Belgium spent €6.2 billion to cushion energy bills in 2022
Mitigating the impact of high energy bills cost Belgium's federal government €6.2 billion in 2022, De Standaard reports based on figures from the country's Court of Audit. The bulk of that amount is revenue the government missed out on by reducing VAT on electricity and gas.
According to the Court of Audit, the Belgian federal government lost more than 1.6 billion euros in tax revenue by reducing VAT on energy prices from 21 to 6 per cent. The audit agency does indicate that this number may be overestimated, as it does not sufficiently consider reduced consumption.
The second most expensive measure was the social energy tariff that around a million Belgian households are entitled to, De Standaard writes. The reduced energy rate for lower-income families cost the country's government €1.26 billion in 2022. The third most expensive measure was the so-called basic energy package, which provides an energy discount of just under €200 a month for most Belgians.

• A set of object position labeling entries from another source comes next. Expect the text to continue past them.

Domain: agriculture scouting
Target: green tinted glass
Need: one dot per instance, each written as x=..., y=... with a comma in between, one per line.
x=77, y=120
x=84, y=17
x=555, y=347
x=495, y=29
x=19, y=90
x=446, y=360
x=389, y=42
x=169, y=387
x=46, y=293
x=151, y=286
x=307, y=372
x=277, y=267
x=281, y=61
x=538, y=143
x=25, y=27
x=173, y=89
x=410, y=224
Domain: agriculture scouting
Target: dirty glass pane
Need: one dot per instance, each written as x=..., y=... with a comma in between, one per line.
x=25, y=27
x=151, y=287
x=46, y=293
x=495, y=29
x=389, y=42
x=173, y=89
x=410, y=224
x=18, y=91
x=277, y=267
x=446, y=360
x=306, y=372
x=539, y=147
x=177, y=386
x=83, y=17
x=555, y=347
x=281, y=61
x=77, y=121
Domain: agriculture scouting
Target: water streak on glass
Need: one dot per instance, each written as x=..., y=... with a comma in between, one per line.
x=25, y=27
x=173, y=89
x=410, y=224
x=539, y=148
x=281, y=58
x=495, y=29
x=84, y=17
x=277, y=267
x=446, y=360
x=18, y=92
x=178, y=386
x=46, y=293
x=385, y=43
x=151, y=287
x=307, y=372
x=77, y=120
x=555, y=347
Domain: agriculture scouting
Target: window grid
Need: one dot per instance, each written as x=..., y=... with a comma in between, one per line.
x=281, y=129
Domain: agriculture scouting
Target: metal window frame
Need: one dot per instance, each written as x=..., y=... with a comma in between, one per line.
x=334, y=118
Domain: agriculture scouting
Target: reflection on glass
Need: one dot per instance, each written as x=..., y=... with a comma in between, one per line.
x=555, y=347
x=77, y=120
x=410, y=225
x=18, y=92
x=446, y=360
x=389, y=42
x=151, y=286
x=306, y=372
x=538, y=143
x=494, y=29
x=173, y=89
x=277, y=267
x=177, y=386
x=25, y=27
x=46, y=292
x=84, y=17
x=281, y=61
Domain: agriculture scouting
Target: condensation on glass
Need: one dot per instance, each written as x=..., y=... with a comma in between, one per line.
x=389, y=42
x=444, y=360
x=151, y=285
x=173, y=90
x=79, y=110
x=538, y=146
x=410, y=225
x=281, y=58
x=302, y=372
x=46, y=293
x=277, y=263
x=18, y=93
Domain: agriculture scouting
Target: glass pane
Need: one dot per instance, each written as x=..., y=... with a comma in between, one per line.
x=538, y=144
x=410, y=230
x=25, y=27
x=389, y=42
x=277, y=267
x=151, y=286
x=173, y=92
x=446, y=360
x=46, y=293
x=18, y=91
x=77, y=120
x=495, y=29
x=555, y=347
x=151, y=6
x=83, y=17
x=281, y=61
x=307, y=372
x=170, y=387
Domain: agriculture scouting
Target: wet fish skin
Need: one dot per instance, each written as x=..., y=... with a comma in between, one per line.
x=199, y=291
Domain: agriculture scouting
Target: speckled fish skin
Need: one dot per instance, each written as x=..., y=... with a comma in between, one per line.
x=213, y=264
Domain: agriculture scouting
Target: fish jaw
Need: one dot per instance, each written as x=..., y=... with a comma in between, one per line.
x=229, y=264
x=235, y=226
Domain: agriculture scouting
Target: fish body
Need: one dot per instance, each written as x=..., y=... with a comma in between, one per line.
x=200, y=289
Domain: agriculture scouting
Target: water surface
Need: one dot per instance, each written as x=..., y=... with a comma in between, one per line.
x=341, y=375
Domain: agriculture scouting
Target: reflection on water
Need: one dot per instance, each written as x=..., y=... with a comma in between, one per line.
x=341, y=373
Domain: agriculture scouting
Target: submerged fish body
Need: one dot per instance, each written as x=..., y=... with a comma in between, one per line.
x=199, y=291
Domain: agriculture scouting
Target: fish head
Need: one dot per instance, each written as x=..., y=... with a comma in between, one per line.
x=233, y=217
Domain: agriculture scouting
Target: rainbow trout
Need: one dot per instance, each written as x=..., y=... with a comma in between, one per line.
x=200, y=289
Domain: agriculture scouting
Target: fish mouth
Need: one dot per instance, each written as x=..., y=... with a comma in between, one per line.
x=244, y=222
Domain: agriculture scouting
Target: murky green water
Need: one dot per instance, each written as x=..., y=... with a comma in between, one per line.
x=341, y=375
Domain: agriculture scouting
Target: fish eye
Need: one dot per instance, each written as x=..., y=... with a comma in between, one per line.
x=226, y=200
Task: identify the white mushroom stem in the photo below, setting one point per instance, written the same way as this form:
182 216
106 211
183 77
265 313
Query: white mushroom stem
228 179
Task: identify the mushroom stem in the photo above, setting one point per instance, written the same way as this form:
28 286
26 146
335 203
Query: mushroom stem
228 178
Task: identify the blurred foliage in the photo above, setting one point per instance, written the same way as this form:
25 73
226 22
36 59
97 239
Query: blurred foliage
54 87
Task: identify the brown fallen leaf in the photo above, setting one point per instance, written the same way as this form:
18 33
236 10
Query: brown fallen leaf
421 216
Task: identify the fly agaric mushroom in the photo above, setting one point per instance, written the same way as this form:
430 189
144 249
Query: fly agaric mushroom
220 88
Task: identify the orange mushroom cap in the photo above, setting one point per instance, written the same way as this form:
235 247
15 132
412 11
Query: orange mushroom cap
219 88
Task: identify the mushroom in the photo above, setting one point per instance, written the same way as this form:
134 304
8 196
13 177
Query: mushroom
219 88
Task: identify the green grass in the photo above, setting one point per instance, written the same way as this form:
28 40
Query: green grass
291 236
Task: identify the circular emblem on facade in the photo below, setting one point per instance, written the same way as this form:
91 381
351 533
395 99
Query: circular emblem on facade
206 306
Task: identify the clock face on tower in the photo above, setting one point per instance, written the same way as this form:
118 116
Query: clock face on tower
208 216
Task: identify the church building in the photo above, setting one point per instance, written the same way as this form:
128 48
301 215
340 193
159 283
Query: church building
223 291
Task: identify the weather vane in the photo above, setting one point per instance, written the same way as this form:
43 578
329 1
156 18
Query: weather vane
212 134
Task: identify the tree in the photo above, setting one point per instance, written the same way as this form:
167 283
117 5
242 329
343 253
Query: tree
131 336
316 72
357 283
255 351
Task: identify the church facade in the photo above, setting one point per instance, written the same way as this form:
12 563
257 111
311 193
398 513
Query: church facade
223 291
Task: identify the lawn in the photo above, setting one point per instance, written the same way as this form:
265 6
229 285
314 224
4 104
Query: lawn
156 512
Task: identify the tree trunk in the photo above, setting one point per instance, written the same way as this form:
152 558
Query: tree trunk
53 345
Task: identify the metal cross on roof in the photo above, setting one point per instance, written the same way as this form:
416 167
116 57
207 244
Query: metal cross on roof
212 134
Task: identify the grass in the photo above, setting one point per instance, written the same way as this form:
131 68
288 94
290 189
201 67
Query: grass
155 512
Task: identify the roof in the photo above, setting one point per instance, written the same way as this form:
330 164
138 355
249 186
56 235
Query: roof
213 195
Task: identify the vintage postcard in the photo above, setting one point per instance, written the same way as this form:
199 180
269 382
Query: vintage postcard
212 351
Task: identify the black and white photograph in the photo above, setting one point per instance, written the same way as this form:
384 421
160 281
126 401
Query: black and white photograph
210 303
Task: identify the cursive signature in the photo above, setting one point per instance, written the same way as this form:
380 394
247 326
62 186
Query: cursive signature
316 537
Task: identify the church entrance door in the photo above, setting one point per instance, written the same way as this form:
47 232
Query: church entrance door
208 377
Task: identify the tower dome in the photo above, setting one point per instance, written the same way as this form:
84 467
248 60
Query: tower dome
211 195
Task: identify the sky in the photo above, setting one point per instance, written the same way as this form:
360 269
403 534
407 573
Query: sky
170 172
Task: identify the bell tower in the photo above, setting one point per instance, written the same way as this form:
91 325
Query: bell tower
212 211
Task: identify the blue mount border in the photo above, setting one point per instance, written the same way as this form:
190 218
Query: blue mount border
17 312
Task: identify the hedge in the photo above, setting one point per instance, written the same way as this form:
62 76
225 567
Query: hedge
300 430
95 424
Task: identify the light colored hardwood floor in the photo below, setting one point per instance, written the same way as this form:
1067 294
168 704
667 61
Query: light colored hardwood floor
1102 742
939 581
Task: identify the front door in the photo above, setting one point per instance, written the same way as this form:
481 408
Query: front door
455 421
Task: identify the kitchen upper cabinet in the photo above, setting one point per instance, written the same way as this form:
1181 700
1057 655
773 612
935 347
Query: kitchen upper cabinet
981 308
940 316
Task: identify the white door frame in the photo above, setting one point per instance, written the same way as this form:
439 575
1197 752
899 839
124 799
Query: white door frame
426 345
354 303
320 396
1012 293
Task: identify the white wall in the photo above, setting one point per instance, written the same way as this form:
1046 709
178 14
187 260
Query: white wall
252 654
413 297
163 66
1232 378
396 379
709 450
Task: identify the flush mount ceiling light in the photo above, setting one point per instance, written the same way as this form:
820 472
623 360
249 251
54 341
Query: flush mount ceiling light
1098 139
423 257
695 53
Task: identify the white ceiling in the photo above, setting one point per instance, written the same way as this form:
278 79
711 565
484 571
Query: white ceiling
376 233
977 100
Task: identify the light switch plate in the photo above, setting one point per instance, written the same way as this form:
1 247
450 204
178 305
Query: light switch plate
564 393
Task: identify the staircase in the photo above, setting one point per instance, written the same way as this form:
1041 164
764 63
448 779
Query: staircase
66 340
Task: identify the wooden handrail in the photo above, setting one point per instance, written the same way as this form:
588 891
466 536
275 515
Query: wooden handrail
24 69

Belgium offset some of that spending by levying contributions from the energy sector, although revenue proved relatively low compared to costs. A surplus profit tax on energy and a contribution from the nuclear and oil industries provided €611.7 million in revenue, leaving a total energy support deficit of over €5.5 billion.
In 2023, the Court of Audit projects a much lower net cost for energy measures of €1.5 billion, but it is not at all certain whether the cost will actually be that much lower. Much depends on whether the surplus profit tax on energy will legally hold up and whether certain measures will be extended beyond March 2023.